MTN-Qhubeka (featured in Ayiba’s Design Issue) is Africa’s first cycling team to participate in the Tour de France since 1950. The team made history by being the first African team to rise to the challenge. However, in a shocking display of racism, Eritrean rider and member of MTN-Qhubeka, Nathaniel Berhane, was allegedly subjected to racial slurs from Belarusian rider Branislau Samoilau. Samoilau apologized for the incident by paying a month’s salary to the Qhubeka charity that works towards providing 5,000 bicycles to children through the #BicyclesChangeLives campaign.
However, such incidents are quite common in the sports world. In 2014, NBA Clippers owner Donald Sterling came under fire for making racist comments to his then-girlfriend, V. Stiviano. While his comments were targeted at the African-American Magic Johnson, it is fair to assume that the abuse would be meant for African players as well.

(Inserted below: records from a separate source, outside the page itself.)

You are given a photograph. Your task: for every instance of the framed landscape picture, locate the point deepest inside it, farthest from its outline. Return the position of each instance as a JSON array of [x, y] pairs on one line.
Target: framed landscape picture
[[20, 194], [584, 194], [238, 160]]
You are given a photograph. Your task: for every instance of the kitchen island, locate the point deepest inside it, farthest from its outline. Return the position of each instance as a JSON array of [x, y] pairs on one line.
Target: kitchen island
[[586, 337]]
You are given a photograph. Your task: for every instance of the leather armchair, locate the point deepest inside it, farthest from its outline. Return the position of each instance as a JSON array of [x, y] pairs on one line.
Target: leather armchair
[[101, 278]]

African players have made great strides in the world of international sports, but even in sports that are dominated by Africans, such as long-distance running, athletes face criticism. There have been several allegations that Africans have an unfair biological advantage in sports, a claim that only serves to reinforce the perceived “otherness” of Africans. The same is true for the controversy surrounding Serena Williams’ historic sixth win at the Wimbledon championship. She now holds four grand slam titles and is undoubtedly the best women’s tennis player of all time. Despite this she has faced ridicule and abuse regarding her appearance. Critics argue that she is only capable of winning through brute force, and has even been likened to a ‘gorilla.’ However, this kind of barrage on appearance and performance is notably absent whenever the world talks about other female tennis players, such as Maria Sharapova.
So the question stands, how do we solve the issue of racism in sports? In doing so, it is important to analyze the situation from the top-down. Racism is often an institutional problem, that stems from xenophobia . Sports teams have, over the years, limited the number of African players (or players of African descent) involved in championships. Sports associations such as UEFA claim a zero-tolerance policy against racism in football, but the problem is still persistent.

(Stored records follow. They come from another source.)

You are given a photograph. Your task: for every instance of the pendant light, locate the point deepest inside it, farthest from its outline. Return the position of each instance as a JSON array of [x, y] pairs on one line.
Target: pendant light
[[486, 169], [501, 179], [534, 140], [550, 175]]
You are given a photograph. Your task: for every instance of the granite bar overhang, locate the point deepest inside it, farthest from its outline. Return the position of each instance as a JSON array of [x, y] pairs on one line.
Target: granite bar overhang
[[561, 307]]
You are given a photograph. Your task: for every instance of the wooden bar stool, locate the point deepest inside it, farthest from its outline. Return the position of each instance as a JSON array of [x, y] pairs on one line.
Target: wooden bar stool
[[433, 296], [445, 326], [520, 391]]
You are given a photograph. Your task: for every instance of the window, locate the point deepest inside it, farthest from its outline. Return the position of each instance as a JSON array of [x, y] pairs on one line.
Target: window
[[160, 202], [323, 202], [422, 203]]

Manchester City’s midfielder Yaya Toure has often called for tougher sanctions against racist fans and opponents, a sentiment shared by Ghanaian football player Kevin-Prince Boateng. In light of this, FIFA introduced its Anti-Discrimination Monitoring System that would ideally see offending parties banned from international competitions. Referees and umpires are also required to react when cases of racism on the field are seen.


Yaya Touré

Players must stand up against racism by lodging official complaints with the relevant bodies. Additionally, their scope and influence on fans is not to be underestimated. Minority and non-minority players alike should join ranks in fighting the problem, as it is a worrying trend. When players recognize this, they are able to protest peacefully during games or use social media to air their concerns, thereby raising the level of awareness against racism. The media must also be wary of perpetuating and encouraging the use of racial slurs during event coverage.

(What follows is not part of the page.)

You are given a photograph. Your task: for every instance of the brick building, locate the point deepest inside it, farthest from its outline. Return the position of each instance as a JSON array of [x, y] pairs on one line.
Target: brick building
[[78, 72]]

Lastly, fans must be held accountable by sports leagues for their actions. Lifelong bans have already been enacted on several racist fans in sports such as football, which is important considering that events such as the Commonwealth Games were created to encourage good sportsmanship and healthy competition. It is therefore clear, that the fight against racism cannot be only one person’s fight, but rather must utilize the combined forces of all involved in the sports world.